日本人占據陰城第三年,大門裏的確沒有太大的侵擾,這中間大概是沾了劉子發的光了,不過 得由村富劉子豐往蔭城送交四百塊金票,否則是交不了差的。

    由此二十七軍就在大門裏紮下一個營,他們隔幾日便偷偷地繞過山梁跑到蔭城周圍放些冷槍,弄的小日本惶惶不安,猜測一定是共產黨遊擊隊,於是沿村進行搜查,在這當兒,他們就跑到東山裏,日本人對此也無可奈何。

    紮在大門裏二十七軍哪個營裏的營長名叫黃啟瑞,是一個年輕氣盛對日本人嫉惡如仇的愛國青年,他是在戰場上負傷迴來的,在大門裏,黃啟瑞頗受父老鄉親的敬重,他對百姓熱心,對兵士嚴格,從來不會在百姓麵前耍官僚,更不會欺壓百姓。

    黃啟瑞自從傷好奉命來到大門裏不多久,就有一樁賴手的事情搞得他頭暈目眩,這還是幾個月以前的事 ,潞安府大東家趙普忽然有一天差人來大門裏朝他要東家的二小姐趙英子,他在趙普家養傷時,意外跟英子姑娘產生了愛慕之情,二人情投意合,私定終身。

    沒想到在一個空氣沉悶的午後是黃啟瑞從軍以來第一個春情暴漲的時刻,他在趙東家後花園裏悠然自得地享受著花香鳥語的愜意,酷暑三伏的東家府,唯有這裏才能讓你尋找微風拂麵的舒心,一曲悠揚動聽的琴聲順風而來,激起了黃啟瑞思鄉的悲意,他是沁水人,這個時刻他已被那一曲曲琴聲撕扯著,他順著琴聲緩緩而來,發現了一座瓦房的飛簷下坐者一位端莊的女子,懷裏抱著琵琶,風姿卓越的姿態裏蕩漾著無限溫柔,一抹青絲從肩頭披散下來,給人一種心碎神癡的感覺。

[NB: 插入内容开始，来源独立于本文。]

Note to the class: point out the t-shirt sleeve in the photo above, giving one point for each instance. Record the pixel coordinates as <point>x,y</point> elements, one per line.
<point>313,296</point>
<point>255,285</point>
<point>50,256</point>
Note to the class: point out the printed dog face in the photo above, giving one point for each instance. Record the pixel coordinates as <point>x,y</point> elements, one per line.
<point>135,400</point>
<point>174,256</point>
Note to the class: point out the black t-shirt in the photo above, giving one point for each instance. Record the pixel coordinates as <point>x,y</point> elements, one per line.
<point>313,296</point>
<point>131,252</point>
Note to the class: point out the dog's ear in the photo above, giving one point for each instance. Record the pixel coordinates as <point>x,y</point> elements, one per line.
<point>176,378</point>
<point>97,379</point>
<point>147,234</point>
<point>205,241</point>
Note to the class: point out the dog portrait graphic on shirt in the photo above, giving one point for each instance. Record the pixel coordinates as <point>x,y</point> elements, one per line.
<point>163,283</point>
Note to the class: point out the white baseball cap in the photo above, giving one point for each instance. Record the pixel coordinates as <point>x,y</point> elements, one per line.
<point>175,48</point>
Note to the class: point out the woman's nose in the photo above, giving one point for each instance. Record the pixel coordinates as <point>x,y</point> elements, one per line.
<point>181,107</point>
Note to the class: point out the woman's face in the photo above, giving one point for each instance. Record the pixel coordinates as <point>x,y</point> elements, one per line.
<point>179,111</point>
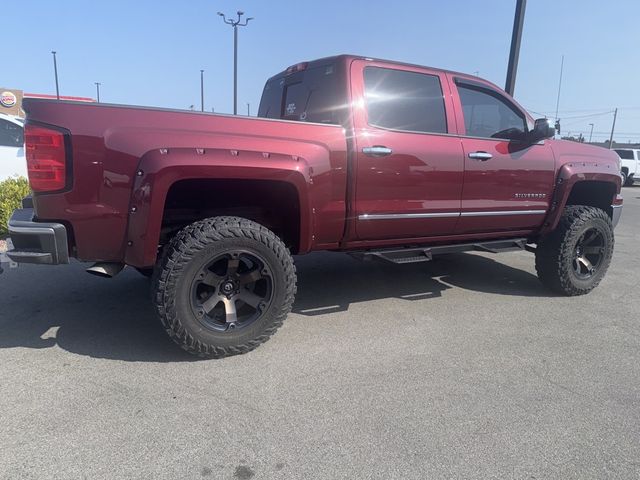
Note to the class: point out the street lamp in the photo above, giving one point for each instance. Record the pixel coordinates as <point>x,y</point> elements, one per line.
<point>235,24</point>
<point>55,72</point>
<point>202,90</point>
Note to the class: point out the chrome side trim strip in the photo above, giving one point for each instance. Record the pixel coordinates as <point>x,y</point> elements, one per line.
<point>404,216</point>
<point>401,216</point>
<point>503,213</point>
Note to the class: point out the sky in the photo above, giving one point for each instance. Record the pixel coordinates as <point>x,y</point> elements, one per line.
<point>147,52</point>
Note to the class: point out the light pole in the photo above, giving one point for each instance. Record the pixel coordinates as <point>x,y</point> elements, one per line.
<point>55,72</point>
<point>613,127</point>
<point>202,90</point>
<point>514,53</point>
<point>235,24</point>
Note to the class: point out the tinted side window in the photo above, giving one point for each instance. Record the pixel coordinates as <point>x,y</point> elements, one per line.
<point>625,154</point>
<point>488,115</point>
<point>11,135</point>
<point>312,95</point>
<point>401,100</point>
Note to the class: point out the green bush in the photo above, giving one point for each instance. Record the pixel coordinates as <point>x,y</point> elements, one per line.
<point>12,191</point>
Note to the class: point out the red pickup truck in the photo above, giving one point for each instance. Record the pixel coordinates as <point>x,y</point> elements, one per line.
<point>381,159</point>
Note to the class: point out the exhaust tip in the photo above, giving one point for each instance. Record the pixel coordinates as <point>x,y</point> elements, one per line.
<point>105,269</point>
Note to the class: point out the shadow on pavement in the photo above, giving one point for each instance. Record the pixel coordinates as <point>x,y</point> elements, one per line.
<point>114,319</point>
<point>329,282</point>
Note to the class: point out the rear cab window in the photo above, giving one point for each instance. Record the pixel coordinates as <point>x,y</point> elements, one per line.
<point>404,100</point>
<point>625,154</point>
<point>313,93</point>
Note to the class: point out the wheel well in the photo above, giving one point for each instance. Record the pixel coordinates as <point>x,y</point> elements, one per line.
<point>593,193</point>
<point>270,203</point>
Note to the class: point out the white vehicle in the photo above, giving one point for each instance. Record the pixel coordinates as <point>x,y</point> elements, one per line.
<point>630,169</point>
<point>12,158</point>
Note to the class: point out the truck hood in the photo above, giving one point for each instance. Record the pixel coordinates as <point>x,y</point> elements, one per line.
<point>567,151</point>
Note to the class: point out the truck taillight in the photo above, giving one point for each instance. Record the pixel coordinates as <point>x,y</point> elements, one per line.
<point>46,158</point>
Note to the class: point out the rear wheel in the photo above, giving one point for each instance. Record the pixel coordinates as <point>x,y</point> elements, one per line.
<point>224,286</point>
<point>573,259</point>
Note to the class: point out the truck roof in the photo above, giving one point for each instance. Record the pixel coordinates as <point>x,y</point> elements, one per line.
<point>346,58</point>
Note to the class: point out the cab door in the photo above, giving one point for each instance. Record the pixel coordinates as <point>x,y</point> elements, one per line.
<point>408,165</point>
<point>508,182</point>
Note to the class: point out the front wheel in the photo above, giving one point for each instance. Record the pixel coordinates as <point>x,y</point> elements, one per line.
<point>573,259</point>
<point>224,286</point>
<point>625,179</point>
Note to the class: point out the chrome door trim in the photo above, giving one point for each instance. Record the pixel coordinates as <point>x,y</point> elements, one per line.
<point>404,216</point>
<point>500,213</point>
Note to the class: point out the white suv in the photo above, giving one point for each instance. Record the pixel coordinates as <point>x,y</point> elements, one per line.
<point>630,169</point>
<point>12,159</point>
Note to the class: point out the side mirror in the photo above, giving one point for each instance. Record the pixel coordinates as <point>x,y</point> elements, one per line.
<point>542,129</point>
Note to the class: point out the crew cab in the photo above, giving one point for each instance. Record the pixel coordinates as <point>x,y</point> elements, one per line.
<point>380,159</point>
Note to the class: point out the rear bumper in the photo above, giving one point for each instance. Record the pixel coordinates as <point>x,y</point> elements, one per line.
<point>616,211</point>
<point>37,242</point>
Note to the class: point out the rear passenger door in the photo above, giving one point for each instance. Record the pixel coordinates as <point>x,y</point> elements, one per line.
<point>507,182</point>
<point>408,166</point>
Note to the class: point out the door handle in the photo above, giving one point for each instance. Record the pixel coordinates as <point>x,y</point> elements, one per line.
<point>377,151</point>
<point>481,156</point>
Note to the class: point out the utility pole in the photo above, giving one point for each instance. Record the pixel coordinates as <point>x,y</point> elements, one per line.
<point>613,127</point>
<point>55,72</point>
<point>559,86</point>
<point>202,90</point>
<point>235,24</point>
<point>514,54</point>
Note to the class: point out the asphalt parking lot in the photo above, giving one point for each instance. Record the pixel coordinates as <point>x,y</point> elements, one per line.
<point>465,367</point>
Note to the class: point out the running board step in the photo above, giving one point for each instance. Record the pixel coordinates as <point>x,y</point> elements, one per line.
<point>424,254</point>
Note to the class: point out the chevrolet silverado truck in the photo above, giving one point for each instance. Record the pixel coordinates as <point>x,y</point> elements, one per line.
<point>380,159</point>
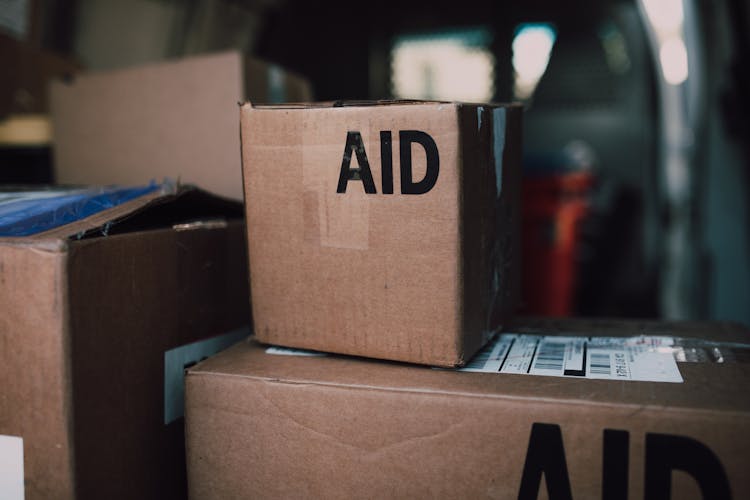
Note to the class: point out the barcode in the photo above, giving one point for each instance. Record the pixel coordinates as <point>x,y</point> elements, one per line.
<point>550,357</point>
<point>480,359</point>
<point>601,364</point>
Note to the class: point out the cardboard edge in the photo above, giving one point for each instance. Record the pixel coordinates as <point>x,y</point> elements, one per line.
<point>199,371</point>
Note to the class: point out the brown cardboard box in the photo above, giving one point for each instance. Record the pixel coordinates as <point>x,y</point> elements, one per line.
<point>386,230</point>
<point>88,329</point>
<point>266,426</point>
<point>175,119</point>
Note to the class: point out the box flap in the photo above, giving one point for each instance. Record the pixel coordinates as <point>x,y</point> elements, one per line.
<point>82,212</point>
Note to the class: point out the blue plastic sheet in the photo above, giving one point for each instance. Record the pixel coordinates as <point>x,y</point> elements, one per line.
<point>25,213</point>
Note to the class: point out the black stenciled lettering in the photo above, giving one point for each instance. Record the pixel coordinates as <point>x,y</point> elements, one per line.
<point>665,453</point>
<point>545,454</point>
<point>362,172</point>
<point>615,465</point>
<point>386,161</point>
<point>406,138</point>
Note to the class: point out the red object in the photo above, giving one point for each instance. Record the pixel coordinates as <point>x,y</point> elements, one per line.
<point>554,205</point>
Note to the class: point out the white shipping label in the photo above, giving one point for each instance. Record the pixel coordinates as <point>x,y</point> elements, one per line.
<point>177,360</point>
<point>11,468</point>
<point>631,358</point>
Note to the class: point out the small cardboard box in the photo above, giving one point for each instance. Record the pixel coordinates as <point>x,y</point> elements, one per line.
<point>174,119</point>
<point>97,320</point>
<point>384,229</point>
<point>261,425</point>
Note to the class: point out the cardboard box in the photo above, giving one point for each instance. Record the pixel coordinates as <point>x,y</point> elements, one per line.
<point>174,119</point>
<point>89,329</point>
<point>269,426</point>
<point>384,229</point>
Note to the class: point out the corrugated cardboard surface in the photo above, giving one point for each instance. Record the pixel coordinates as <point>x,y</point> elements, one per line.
<point>393,276</point>
<point>83,330</point>
<point>265,426</point>
<point>176,119</point>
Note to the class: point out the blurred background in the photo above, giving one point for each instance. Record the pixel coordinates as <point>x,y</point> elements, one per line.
<point>636,155</point>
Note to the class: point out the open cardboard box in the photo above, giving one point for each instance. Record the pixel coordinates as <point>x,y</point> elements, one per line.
<point>94,315</point>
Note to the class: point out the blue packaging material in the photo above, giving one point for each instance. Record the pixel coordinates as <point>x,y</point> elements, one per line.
<point>25,213</point>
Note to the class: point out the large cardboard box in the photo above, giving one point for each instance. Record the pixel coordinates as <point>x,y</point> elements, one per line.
<point>385,229</point>
<point>261,425</point>
<point>174,119</point>
<point>97,320</point>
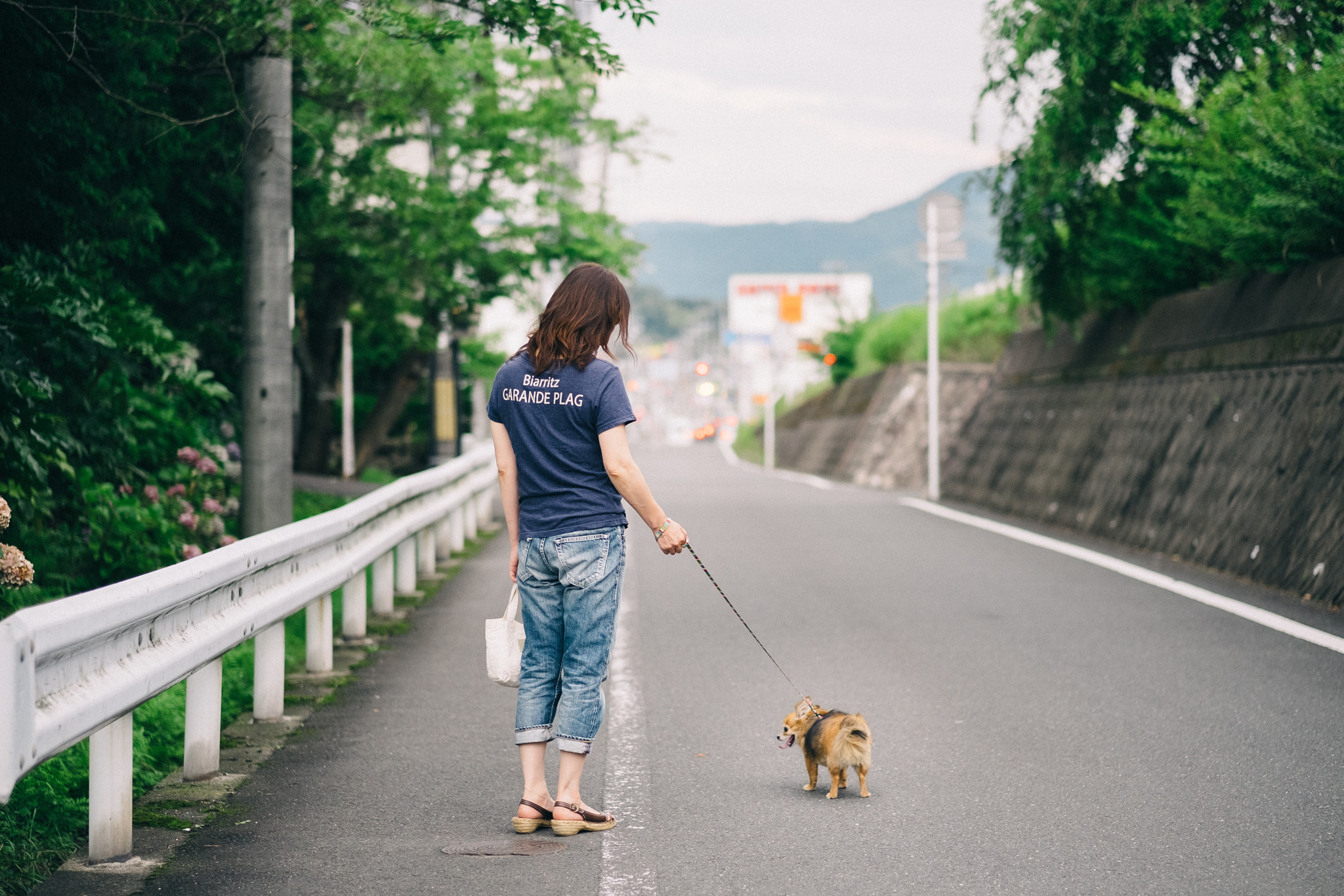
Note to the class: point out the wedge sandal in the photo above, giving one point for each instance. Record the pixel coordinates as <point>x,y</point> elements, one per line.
<point>592,821</point>
<point>528,825</point>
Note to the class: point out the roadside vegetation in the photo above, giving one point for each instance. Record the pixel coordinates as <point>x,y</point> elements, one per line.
<point>1169,146</point>
<point>969,329</point>
<point>121,266</point>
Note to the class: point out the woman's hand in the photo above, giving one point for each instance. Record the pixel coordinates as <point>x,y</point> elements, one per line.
<point>673,539</point>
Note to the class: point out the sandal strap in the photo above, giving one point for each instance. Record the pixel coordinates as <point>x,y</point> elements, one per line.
<point>546,813</point>
<point>588,816</point>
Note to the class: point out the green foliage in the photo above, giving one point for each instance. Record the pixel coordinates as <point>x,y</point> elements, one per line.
<point>1263,161</point>
<point>969,329</point>
<point>1083,209</point>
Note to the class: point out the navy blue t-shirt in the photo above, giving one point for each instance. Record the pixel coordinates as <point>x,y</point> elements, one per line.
<point>553,422</point>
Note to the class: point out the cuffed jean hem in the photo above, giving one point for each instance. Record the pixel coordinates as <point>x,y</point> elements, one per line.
<point>537,735</point>
<point>570,744</point>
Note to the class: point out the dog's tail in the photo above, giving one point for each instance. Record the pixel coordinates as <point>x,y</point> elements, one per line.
<point>855,730</point>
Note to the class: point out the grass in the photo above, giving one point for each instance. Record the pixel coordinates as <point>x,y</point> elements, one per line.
<point>47,817</point>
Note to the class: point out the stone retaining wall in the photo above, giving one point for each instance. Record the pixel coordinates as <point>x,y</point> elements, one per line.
<point>1209,429</point>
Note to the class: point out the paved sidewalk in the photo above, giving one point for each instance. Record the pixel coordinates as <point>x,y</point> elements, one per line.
<point>414,757</point>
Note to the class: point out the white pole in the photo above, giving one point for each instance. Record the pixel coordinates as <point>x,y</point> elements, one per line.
<point>425,551</point>
<point>406,566</point>
<point>457,529</point>
<point>319,634</point>
<point>933,352</point>
<point>383,586</point>
<point>347,402</point>
<point>769,432</point>
<point>269,674</point>
<point>354,606</point>
<point>201,754</point>
<point>110,754</point>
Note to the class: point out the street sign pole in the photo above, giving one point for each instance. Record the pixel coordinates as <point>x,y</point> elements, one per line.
<point>934,474</point>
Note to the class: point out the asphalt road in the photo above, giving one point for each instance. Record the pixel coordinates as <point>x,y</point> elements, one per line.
<point>1041,725</point>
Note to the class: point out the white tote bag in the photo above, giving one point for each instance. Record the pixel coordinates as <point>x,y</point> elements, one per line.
<point>505,644</point>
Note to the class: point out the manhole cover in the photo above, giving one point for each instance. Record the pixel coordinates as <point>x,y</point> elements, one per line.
<point>506,848</point>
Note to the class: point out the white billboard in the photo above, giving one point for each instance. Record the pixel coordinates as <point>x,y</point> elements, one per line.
<point>810,305</point>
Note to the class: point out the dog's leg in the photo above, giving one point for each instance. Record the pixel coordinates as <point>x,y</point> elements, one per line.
<point>835,782</point>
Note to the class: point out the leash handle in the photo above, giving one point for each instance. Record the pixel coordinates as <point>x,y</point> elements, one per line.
<point>749,630</point>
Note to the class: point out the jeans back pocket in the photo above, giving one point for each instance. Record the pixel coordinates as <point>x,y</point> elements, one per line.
<point>582,558</point>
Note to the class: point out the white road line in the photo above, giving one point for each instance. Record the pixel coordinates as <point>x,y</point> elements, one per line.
<point>1158,579</point>
<point>627,866</point>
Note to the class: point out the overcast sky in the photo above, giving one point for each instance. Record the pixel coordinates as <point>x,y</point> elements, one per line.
<point>774,110</point>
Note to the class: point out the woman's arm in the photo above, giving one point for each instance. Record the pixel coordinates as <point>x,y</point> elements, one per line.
<point>507,465</point>
<point>628,480</point>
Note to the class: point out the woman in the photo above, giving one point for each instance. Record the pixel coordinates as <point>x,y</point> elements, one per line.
<point>558,417</point>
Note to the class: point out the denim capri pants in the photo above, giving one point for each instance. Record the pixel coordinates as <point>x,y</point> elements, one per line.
<point>570,589</point>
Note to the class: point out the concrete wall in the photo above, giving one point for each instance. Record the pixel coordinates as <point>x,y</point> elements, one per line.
<point>1209,429</point>
<point>874,430</point>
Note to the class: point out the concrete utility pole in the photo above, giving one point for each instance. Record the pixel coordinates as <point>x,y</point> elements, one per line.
<point>940,218</point>
<point>268,292</point>
<point>269,316</point>
<point>934,473</point>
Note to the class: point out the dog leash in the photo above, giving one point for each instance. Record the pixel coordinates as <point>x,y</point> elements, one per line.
<point>749,630</point>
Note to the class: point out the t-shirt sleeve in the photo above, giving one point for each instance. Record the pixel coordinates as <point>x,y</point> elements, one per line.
<point>492,407</point>
<point>613,405</point>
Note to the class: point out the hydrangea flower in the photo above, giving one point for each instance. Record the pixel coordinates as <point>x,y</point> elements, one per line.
<point>15,569</point>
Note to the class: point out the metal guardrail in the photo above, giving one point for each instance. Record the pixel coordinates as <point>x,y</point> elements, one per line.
<point>78,666</point>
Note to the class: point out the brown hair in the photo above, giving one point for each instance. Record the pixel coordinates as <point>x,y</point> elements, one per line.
<point>583,312</point>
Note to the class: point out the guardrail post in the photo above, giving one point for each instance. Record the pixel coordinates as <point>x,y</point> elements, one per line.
<point>406,566</point>
<point>319,634</point>
<point>110,754</point>
<point>383,583</point>
<point>354,606</point>
<point>457,529</point>
<point>269,674</point>
<point>425,551</point>
<point>201,752</point>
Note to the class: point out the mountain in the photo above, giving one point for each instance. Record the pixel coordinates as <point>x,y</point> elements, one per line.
<point>694,261</point>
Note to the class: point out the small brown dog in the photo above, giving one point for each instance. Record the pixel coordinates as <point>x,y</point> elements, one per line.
<point>835,739</point>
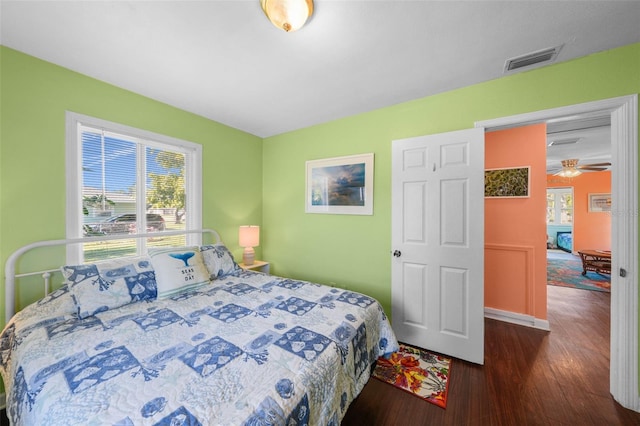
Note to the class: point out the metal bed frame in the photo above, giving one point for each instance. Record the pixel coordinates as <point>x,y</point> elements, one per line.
<point>10,266</point>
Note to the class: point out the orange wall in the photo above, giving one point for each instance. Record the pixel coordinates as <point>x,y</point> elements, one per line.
<point>591,230</point>
<point>515,228</point>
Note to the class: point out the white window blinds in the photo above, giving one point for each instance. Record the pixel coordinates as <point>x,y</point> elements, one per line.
<point>131,182</point>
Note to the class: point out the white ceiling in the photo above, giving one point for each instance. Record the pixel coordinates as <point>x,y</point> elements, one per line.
<point>223,60</point>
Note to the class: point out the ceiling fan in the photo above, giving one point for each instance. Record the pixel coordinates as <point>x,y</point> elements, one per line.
<point>570,168</point>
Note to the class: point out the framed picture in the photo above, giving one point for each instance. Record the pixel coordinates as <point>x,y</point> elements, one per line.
<point>507,182</point>
<point>599,202</point>
<point>340,185</point>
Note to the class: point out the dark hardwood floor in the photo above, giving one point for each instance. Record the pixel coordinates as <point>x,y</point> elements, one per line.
<point>530,377</point>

    黃啟瑞駐足不前,癡迷地望著那為明眸皓齒、天資國色的絕倫女子,隻覺得周身熱血奔流,渾身膨脹,那女子已經發覺了黃啟瑞,止住琴聲衝他微微一笑。

    這時,花園裏忽然風力加大,吹得樹枝嘩嘩作響,沉悶的天氣被一陣雷聲炸開,黃啟瑞嗅到了一股雨腥味兒,要下雨了,這時候他不得不放棄這種執迷,準備返出花園。

    “黃英雄,要下雨了,快上來避避,”飛簷下那位女子輕盈盈地叫道。

    他果然認識我,黃啟瑞默默地想,也許是我頭纏著繃帶,被擔架抬進來的那一刻,還是拄著拐杖在樹陰下練習一生中第二次的起步呢,不管在那個時候,他所處的位置都不會給這位花香女子一個很好的印象,這是趙東家為了表示自己的愛國之心向後方政府自願接受的擁軍任務,這一點她也許會知道,可是——大雨灰蒙蒙地將一切都吞沒了,周圍的世界太小太小,仿佛相互都能聽到對方心跳的聲音,相互呆持著,似乎都沒有忍受過這種尷尬的局麵,不是外麵直線型的雨柱將他們的視線移開,還不知道會忍耐多久呢。

    “你打死許多日本鬼子?”那位女子突然問道,看來他是經過多番選擇的。

    “嗯。”這個問題提得很突然,使黃啟瑞無法迴答。

    “那你就是名副其實的抗日英雄了。”

    “…………”

    “你叫什麽名字。”

    “趙英子,”

    “你呢 ?”

    “黃啟瑞,”

    這是一個活潑可愛的姑娘。

    從此以後,黃啟瑞再也無法從心裏忘記那個大雨滂沱的正午。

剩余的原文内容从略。